Figure 1: Amgen Pipeline
Source: Amgen website
Going forward, we expect Amgen to grow revenues 1-2% and earnings 2-3% annually, on average, over the next five years. We think the growth will be top-heavy in the short term, and that sales will increase closer to 5% this year as a result of competition delays to Neulasta and Epogen. The focus on manufacturing efficiencies and cost cuts should allow margins to expand further. In the latest quarter, non-GAAP operating margin expanded to 51.4%, as greater manufacturing productivity and R&D savings more than offset higher SG&A expenses. Amgen is edging closer to management's long-term target of 52-54% by 2018. We think management can deliver here, and that operating margin will reach the midpoint of this range within three years. Based on a conservative EPS estimate of $11.10 and a forward P/E of 16.7, we project a 12-month price target of approximately $185 (a 6.7% premium to the current price).

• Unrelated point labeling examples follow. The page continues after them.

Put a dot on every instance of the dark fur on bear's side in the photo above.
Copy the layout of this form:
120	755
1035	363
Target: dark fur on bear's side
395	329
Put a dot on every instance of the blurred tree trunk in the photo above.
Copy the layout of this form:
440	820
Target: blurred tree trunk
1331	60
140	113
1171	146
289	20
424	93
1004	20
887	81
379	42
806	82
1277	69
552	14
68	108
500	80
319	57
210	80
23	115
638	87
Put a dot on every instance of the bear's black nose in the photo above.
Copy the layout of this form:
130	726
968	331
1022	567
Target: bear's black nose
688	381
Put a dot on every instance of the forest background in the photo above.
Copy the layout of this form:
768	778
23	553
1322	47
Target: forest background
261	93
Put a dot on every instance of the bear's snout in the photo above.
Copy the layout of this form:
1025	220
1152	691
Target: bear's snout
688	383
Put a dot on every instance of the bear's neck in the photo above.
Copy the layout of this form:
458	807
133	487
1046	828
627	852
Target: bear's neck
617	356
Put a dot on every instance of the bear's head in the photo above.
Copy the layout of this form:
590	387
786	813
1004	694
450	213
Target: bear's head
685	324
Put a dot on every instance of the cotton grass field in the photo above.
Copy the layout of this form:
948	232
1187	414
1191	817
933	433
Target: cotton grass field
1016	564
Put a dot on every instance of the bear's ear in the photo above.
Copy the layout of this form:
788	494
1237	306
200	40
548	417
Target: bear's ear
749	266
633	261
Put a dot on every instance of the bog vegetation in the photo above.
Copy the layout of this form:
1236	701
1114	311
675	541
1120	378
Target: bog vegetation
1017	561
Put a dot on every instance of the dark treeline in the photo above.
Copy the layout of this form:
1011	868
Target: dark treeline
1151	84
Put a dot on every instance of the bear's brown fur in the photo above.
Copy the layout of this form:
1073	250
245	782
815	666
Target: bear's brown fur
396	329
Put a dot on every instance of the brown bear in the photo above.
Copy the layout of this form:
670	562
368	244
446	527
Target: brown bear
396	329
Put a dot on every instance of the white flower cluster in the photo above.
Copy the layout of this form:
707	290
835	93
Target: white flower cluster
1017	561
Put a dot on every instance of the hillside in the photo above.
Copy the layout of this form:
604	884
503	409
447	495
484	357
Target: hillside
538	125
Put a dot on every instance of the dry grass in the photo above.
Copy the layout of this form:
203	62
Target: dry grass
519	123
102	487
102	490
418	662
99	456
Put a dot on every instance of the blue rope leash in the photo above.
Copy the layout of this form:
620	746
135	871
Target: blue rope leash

Thanks to consistent earnings growth, Amgen has outperformed the S&P 500 over the past three, five, ten, and twenty years. After the latest quarter, we don't see any reason to suggest that the company won't continue to do so. Recent product launches (Prolia, Repatha, and Xgeva) and a strong pipeline will offset headwinds from new biosimilar competition, and the company can expand margins further through productivity gains and costs cuts. Shares are undervalued by 6.7% based on our one-year price target, and the 2% dividend yield adds to total return. We think the Fed will keep interest rates where they are for the rest of the year, and that stocks will climb higher in 2016. Expect AMGN to continue to outperform.